Dissociation refers to the mind’s ability to split itself into fragments in response to trauma. He believed it is memories which are most likely to become dissociated. However, even as fragments memories cause a lot of damage. The symptoms which emerge, out of unintegrated experience, can all be headed under the banner of post-traumatic stress.
Post Traumatic Stress
Trauma survivors are condemned to remember too much or too little. In one way, implict non-declerative memories of terror, pain and distress, resurface in the form of flashbacks. The unassimilated trauma fragment, having no place to go, intrudes onto consciousness robbing us of the present moment. Sometimes it’s via a cascade of images, other times it’s a triggered emotional outburst. Either way the unitergrated memory, becomes a glass shard, cutting into the mind and central nervous system.
In another way implicit non-declerative memories of terror, pain and distress, can be forgotten about. It is not unusual for survivors of trauma to suffer both long and short term amnesia. On a psychological level we repress bad memories to stop ourselves re-experiencing terror or distress, however on the neurobiological level, strong emotions, stop the hippocampus and associated structures from working properly. We simply can’t remember, because the experience is not recorded properly.
Nevertheless while the mind does its best to forget, the body keeps score. As well as hyperarousal, hyper-vigilance, and numbing, survivors are also more likely to have physical health problems. It is as though the body sees bad memories as pathogens, and seeks to expel at all cost. What really happens is chronic stress, lead’s to an inflammatory response creating illness and disease. Whether it’s gastrointestinal complaints, autoimmune disorders, or musculoskeletal pain, trauma is a splinter which leads to infection.
Little Gems
Unfortunately, survivors will be well aware of triggers. Someone who has experienced physical abuse, will flinch, and feel visceral anger or anxiety when they see a child getting smacked. Another whose been sexually assaulted as an adult, may find sex painful and intimacy near impossible. If we took an emotional battering by bullies at school, we’re be sensitive to criticism whatever age. If we spent time dodging bullets in a warzone, a car back firing will make us duck for cover.

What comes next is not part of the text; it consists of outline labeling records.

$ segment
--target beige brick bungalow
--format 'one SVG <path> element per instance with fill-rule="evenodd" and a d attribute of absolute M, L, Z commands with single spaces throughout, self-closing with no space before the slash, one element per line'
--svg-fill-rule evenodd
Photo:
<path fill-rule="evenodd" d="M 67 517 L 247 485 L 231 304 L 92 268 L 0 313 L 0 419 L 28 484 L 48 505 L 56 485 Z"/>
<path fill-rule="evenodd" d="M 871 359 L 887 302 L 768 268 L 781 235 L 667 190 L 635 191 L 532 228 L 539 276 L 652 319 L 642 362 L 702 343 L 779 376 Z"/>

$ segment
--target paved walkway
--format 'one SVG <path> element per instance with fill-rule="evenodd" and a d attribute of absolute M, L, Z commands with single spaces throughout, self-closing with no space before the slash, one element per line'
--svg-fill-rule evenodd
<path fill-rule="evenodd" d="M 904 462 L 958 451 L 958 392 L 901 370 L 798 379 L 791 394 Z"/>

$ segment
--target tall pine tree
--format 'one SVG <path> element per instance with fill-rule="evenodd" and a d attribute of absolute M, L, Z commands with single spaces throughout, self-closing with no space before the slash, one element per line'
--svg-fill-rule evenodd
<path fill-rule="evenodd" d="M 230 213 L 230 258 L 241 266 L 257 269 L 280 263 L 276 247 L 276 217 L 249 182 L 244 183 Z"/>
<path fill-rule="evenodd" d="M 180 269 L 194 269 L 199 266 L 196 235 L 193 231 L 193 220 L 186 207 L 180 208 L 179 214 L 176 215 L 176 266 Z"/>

In one way or another all survivors are prone to the reenact traumatic memories in the form of images, bodily sensations, or behaviours, because we have no other choice. Sometimes we are trying to unconsciously gain mastery over and event by reliving it, other times, we act out what the explicit memory system can’t express. The key to recovery lies in unlocking trapped memories, and intergrating them into our story. First however it’s important to establish safety and distance from the averse experience to give body and mind a chance to heal.
Ever person gets knocked by life eventually. Trauma happens, when life doesn’t go according to the script. Reality smashes our mind and body into fragments. If these glass shards of memory become embedded, smooth them down, and turn them into gems. These jagged memories, can become treasure tokens to ornament the missing pages of our life story. It may take years, but it’s always possible to start a new chapter.